While parents are listening to the problems potentially labeled by the student as “unfairness,” “a harsh tone,” “information too hard to understand,” or “yelling,” it is essential to learn the other side of the story.  A child who says, “Myteacher doesn’t like me.”may feel defiant for being caught while talking or writing notes, doodling or daydreaming.   Another cause for blaming the teacher may be due to the student’s struggling through a difficult subject.

Open Communication

It is easier to broach difficult questions when a parent has established communication.  By e-mailing questions periodically or updates on the progression of nightly homework sessions, teachers can glean an understanding of what is valuable to parents, as well as of homework difficulties.  While teachers are busy, they want to establish a triangle of communication with students and parents; therefore, start with an e-mail.  Approach the conversation without personal criticism. The goal is to understand the situation. Begin by sharing your child’s story. It is important not to show a side until a response arrives.

Tip: since a parent should never go by themselves to a face-to-face meeting, consider adding a spouse or family member to ongoing teacher communications and meetings.   School staff may need to be included, such as the principal, a guidance counselor, or student advocate.

Tip:  Every year, parents should create a file for all e-mailed communication to and from each of your child’s teachers. In fact, aftereach appointment, e-mail, and phone call, it is vital to keep a record of your contacts and correspondence.In case of a problematic situation, parents then already possess documentation identifying specific dates and the nature of the transaction from communication.

 Personality Differences

Not all children can learn from a strict or sweetly nice teacher.  Learning how to connect with difficult people is part of the challenge in relationships.  While it may be a classroom teacher today, tomorrow it could be a professor, manager, or new boss.  Before requesting a change of classroom, consider alternative solutions.

Supporting school and classroom rules is every student’s primary function.  Despite personal feelings about a teacher, communication is a solution.  Encourage your child to have a meeting with the teacher, perhaps with at least one parent or student advocate present.

  • All students are accountable for their actions. Teachers and students can work together by making a viable plan.  The solution may involve after-school tutoring or addressing the rules of being respectful.
  • Every opportunity to experience a challenging individual is also a learning opportunity. There will be numerous teachers, coaches, colleagues, and managers who have different personalities and temperaments, as well as communication styles.  It is a question of learning how to maintain respect while completing a task or job.

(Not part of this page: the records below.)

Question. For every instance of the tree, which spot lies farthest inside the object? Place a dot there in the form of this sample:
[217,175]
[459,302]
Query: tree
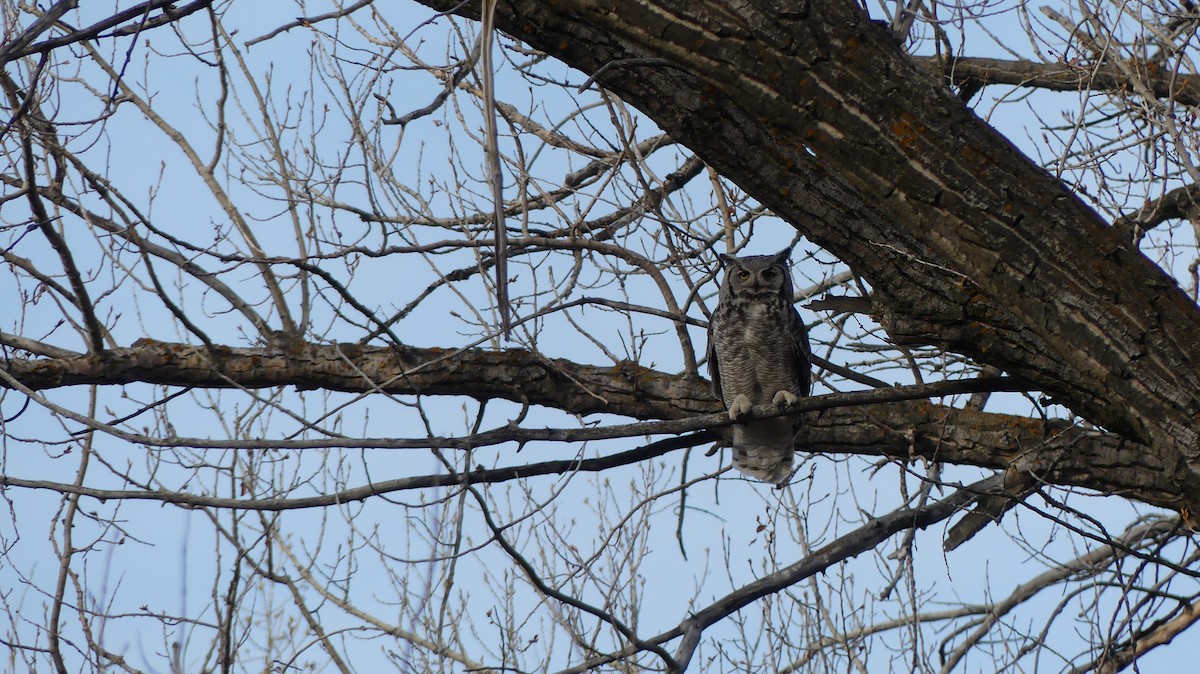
[263,307]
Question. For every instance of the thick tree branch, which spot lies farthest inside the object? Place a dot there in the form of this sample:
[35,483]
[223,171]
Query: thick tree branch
[967,242]
[877,422]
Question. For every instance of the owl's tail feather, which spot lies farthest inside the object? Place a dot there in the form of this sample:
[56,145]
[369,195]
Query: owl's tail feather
[765,449]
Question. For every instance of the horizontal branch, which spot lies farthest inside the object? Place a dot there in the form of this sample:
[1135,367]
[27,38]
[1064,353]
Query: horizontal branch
[897,422]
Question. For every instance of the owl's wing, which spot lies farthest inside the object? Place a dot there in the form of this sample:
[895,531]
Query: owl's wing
[802,353]
[714,373]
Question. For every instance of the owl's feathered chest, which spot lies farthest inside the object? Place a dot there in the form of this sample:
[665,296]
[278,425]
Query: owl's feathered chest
[754,324]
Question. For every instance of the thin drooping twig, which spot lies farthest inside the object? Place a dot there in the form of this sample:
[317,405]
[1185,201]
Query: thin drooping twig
[486,31]
[851,545]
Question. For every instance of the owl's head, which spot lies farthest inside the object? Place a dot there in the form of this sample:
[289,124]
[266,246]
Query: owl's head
[759,275]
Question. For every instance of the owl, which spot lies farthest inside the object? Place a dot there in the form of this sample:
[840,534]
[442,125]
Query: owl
[759,353]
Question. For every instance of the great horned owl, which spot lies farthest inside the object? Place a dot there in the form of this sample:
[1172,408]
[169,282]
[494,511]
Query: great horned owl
[759,353]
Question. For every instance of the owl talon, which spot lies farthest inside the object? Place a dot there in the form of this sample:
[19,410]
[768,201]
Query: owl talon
[741,408]
[784,399]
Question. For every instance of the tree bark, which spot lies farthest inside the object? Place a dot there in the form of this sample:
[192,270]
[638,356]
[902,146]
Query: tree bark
[815,112]
[1054,452]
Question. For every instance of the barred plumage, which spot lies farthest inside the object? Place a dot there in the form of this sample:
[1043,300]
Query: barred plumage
[759,353]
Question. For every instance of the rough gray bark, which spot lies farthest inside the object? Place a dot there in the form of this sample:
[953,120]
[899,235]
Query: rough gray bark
[1055,452]
[815,112]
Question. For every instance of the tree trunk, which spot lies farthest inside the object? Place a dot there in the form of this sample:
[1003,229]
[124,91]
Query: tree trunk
[816,113]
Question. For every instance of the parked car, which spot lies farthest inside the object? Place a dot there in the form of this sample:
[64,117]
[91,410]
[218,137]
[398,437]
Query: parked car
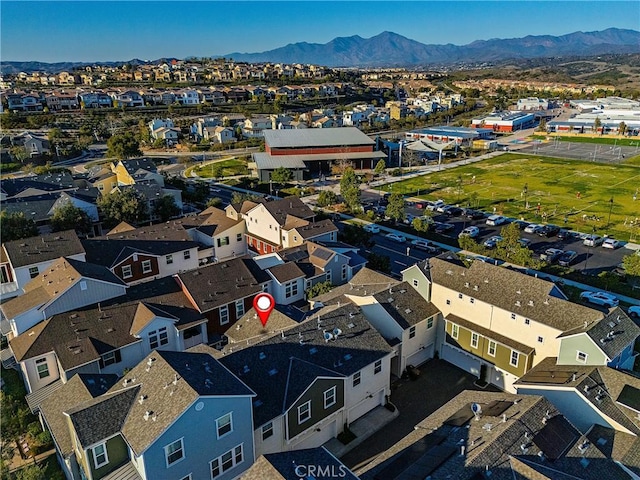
[611,243]
[424,245]
[534,228]
[472,232]
[549,231]
[495,220]
[396,237]
[491,242]
[604,299]
[550,255]
[592,240]
[444,227]
[567,258]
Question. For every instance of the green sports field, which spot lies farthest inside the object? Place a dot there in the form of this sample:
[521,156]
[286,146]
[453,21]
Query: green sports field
[568,193]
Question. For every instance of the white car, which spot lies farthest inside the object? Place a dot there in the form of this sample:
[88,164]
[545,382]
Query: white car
[600,298]
[472,232]
[494,220]
[611,243]
[396,237]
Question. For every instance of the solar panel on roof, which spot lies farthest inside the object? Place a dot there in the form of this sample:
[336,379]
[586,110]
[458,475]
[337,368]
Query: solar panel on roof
[629,397]
[556,437]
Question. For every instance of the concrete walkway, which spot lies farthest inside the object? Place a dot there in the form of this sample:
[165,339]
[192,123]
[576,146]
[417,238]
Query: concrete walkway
[362,428]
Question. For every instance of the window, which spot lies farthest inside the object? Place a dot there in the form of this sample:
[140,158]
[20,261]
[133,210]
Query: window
[304,412]
[146,266]
[224,425]
[226,461]
[126,271]
[174,452]
[330,397]
[267,430]
[224,315]
[291,289]
[222,241]
[100,456]
[110,358]
[377,367]
[43,368]
[158,338]
[514,358]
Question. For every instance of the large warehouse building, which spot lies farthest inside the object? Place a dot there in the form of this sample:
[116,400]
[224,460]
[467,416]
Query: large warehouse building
[314,150]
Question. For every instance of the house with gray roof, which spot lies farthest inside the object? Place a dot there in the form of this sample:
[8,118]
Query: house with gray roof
[313,378]
[480,435]
[499,323]
[23,260]
[67,284]
[174,415]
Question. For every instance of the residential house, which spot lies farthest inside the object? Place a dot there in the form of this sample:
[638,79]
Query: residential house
[499,323]
[23,260]
[175,415]
[503,436]
[293,465]
[110,337]
[223,292]
[67,284]
[313,379]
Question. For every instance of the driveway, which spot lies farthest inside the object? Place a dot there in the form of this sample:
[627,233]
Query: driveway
[438,383]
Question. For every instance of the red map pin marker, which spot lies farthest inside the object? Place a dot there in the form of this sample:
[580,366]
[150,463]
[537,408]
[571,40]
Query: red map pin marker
[263,304]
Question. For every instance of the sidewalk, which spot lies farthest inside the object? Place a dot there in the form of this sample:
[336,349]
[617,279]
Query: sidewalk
[362,428]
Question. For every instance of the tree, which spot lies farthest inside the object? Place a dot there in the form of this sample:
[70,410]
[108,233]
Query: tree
[123,146]
[123,206]
[326,198]
[281,175]
[14,226]
[395,209]
[319,289]
[350,190]
[70,217]
[166,208]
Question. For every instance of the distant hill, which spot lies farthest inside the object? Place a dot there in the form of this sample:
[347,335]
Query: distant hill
[391,49]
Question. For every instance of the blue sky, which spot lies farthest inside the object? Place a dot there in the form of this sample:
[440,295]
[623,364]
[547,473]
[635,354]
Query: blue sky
[53,31]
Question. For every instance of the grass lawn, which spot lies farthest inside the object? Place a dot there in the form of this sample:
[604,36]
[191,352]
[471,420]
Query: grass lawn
[570,193]
[230,167]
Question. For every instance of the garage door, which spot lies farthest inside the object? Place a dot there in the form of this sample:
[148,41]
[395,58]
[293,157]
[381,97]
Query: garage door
[461,359]
[421,356]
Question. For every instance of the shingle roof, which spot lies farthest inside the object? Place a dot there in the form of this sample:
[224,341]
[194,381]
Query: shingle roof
[223,283]
[268,361]
[405,305]
[29,251]
[534,298]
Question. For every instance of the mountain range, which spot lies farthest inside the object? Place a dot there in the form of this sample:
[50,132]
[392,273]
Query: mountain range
[391,49]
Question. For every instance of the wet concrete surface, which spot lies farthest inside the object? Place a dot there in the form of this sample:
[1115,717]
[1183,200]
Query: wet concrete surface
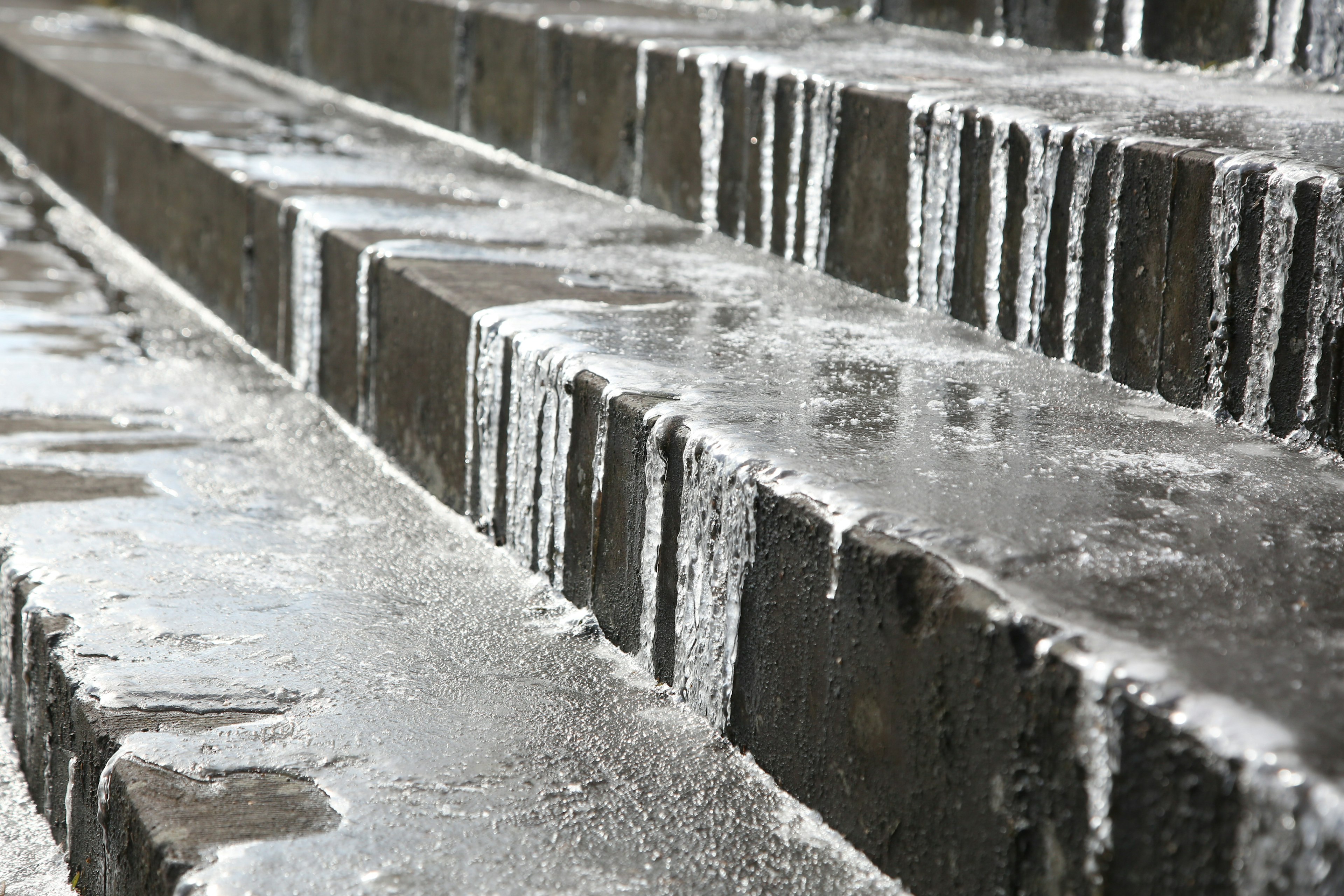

Just remember, everyone has a weakness.  Anger or strictness may be a defense mechanism for grief or personal difficulty.  Students are not the only ones who can have a bad day or year.

Student Advocate

A guidance counselor or a former teacher may be the perfect advocate for your child.  A connection could occur based on need, perhaps for a few minutes every morning, or twice weekly.  When parents do not want to be instrumental in solving school difficulties, a trusted advocate could boost morale, offer guidance, or participate in a teacher-student meeting if the need arises.

A difficult teacher-student relationship is never hopeless. The goal is to address the issues to ensure your child can learn, participate, and grow in a subject area. While the year may have its high and low peaks, continue to communicate with your child’s teachers and advocates.